Verbotene Leidenschaft
spähe um die Ecke.
O Gott.
Es ist Cecile.
Sie steht mit vors Gesicht geschlagenen Händen an der Mauer des Unterkunftstrakts und wird von heftigen Schluchzern geschüttelt. Sie war also die Frau, mit der Getty gerade gesprochen hat.
In diesem Moment stößt sie einen durchdringenden Schrei aus, bei dessen Klang ich mir am liebsten die Arme um den Oberkörper schlingen würde, dann löst sie sich von der Mauer und verschwindet im Haus.
Mit offenem Mund und zitternd bleibe ich in der nächtlichen Dunkelheit zurück.
❧ 74
A ls ich in mein Zimmer komme, knipse ich eilig sämtliche Lichter an, setze mich aufs Bett und hülle mich in meine Daunendecke.
War Getty wegen mir auf dem Campus? Was, wenn er noch hier ist und das Licht in meinem Zimmer bemerkt?

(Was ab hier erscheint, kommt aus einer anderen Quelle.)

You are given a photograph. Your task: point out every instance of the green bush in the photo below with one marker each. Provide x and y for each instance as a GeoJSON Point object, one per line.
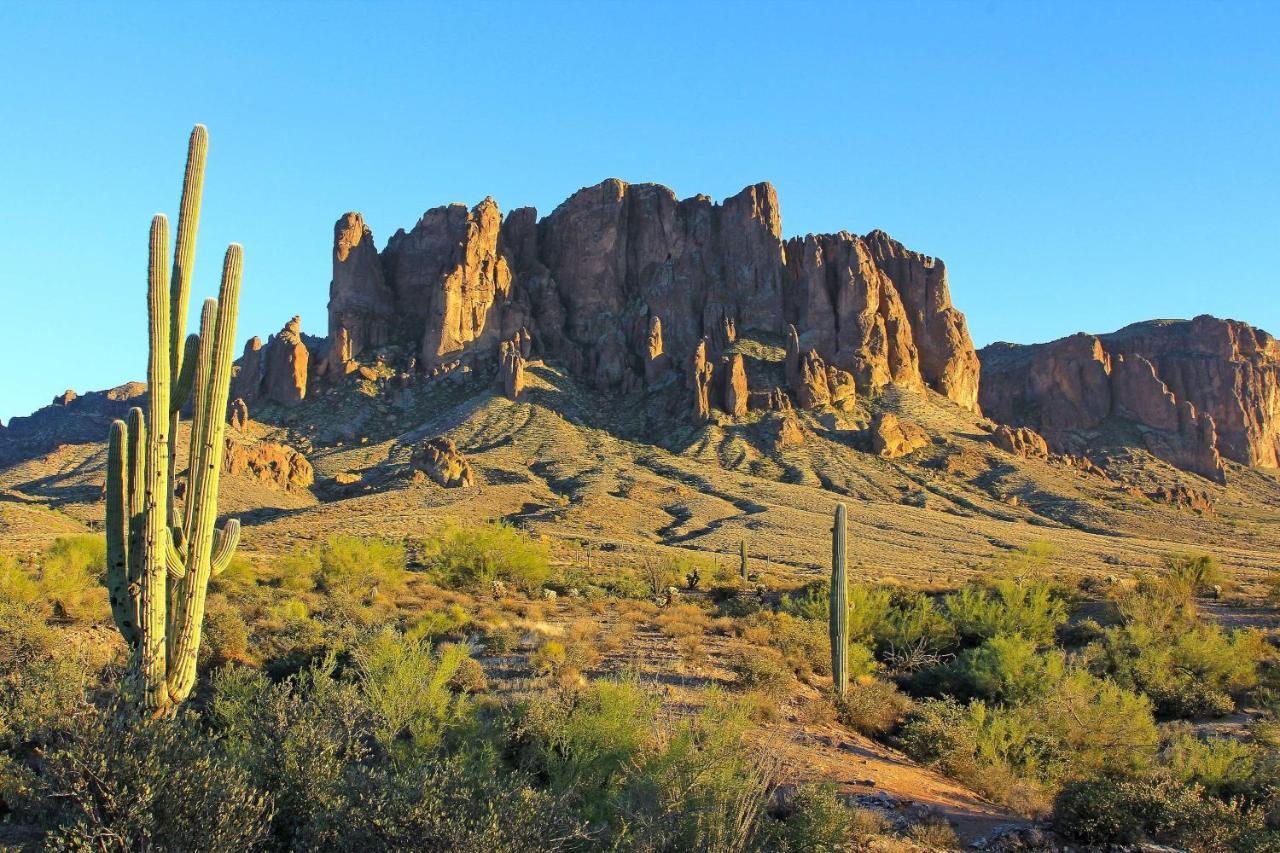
{"type": "Point", "coordinates": [406, 687]}
{"type": "Point", "coordinates": [1188, 673]}
{"type": "Point", "coordinates": [1161, 810]}
{"type": "Point", "coordinates": [357, 566]}
{"type": "Point", "coordinates": [1008, 669]}
{"type": "Point", "coordinates": [474, 557]}
{"type": "Point", "coordinates": [818, 821]}
{"type": "Point", "coordinates": [1009, 606]}
{"type": "Point", "coordinates": [872, 706]}
{"type": "Point", "coordinates": [118, 783]}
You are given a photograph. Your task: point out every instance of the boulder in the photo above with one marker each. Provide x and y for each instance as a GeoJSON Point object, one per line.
{"type": "Point", "coordinates": [269, 463]}
{"type": "Point", "coordinates": [892, 437]}
{"type": "Point", "coordinates": [442, 461]}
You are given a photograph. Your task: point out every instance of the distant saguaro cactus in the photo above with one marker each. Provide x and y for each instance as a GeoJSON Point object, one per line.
{"type": "Point", "coordinates": [839, 615]}
{"type": "Point", "coordinates": [160, 560]}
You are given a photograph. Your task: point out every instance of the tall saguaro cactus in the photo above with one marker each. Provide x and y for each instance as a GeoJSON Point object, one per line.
{"type": "Point", "coordinates": [160, 560]}
{"type": "Point", "coordinates": [839, 615]}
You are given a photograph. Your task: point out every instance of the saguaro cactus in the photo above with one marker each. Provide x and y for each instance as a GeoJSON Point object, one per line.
{"type": "Point", "coordinates": [160, 560]}
{"type": "Point", "coordinates": [839, 615]}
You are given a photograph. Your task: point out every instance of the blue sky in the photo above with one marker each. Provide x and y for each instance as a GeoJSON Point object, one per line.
{"type": "Point", "coordinates": [1078, 165]}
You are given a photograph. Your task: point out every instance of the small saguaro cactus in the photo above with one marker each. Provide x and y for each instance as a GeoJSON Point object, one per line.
{"type": "Point", "coordinates": [839, 615]}
{"type": "Point", "coordinates": [160, 560]}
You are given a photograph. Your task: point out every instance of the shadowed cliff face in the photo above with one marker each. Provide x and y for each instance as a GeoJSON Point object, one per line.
{"type": "Point", "coordinates": [1201, 389]}
{"type": "Point", "coordinates": [616, 264]}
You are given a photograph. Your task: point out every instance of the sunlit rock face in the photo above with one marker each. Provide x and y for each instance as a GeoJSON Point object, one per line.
{"type": "Point", "coordinates": [1201, 389]}
{"type": "Point", "coordinates": [622, 283]}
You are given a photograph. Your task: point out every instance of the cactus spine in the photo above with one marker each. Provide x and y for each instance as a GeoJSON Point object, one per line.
{"type": "Point", "coordinates": [159, 561]}
{"type": "Point", "coordinates": [839, 615]}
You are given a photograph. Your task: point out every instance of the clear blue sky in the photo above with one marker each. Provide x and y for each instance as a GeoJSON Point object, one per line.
{"type": "Point", "coordinates": [1079, 165]}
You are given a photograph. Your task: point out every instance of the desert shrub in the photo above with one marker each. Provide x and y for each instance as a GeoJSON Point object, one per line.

Eilig stehe ich auf und lösche sämtliche Lichter. Aber im Dunkeln halte ich es genauso wenig aus. Es ist so unheimlich. Ich schlinge die Decke um mich, laufe die Treppe hinunter zu Tanya und klopfe an ihre Tür.
Keine Reaktion. Ich klopfe noch einmal, lauter.
Immer noch nichts.
Es ist kalt auf dem Flur. Und stockdunkel. Ich will nicht ganz allein hier draußen herumstehen. Ich ziehe mein Handy heraus und wähle ihre Nummer, werde aber sofort auf ihre Voicemail umgeleitet.
Was ist hier los? Wo könnte sie stecken? Es ist mitten in der Woche, und wenn morgen tatsächlich dieser Test ansteht, muss sie doch in ihrem Zimmer sein.
Ich klopfe ein letztes Mal, dann gebe ich auf und scrolle mich durch mein Telefonverzeichnis. Ich sollte Marc anrufen. Nicht nur, weil ich seine Stimme hören will, sondern weil ich jemanden brauche, der mich beschützt. Aber, nein, er hat heute Morgen keinen Zweifel daran gelassen, wie er im Hinblick auf uns empfindet. Er will, dass wir uns voneinander fernhalten. Wir sind bloß Lehrer und Schüler, mehr nicht.
Gerade als ich Tom anrufen will, ertönt ein Piepsen. Eine SMS.
Tanya , denke ich, doch die SMS ist von Leo.
»Hey, Süße? Fertig mit der Gesangsstunde? Lust auf einen Drink?«
Ich wähle seine Nummer.
Beim dritten Läuten meldet er sich. »Sophia. Ich …«
»Leo! Es ist etwas passiert. Bist du auf dem Campus?«
»Hey, beruhige dich doch erst mal. Was ist los?«
Ich sehe mich auf dem dunklen Korridor um. »Ich kann jetzt nicht reden. Können wir uns treffen?«
»Klar. Komm rüber. Ich bin in meinem Zimmer. 203 im zweiten Stock. Alles in Ordnung? Du klingst so atemlos.«
»Nein, ich habe nur … Angst.« Ich haste durch den dunklen Korridor.
❧ 75
L eo reißt die Tür auf, noch bevor ich anklopfen kann.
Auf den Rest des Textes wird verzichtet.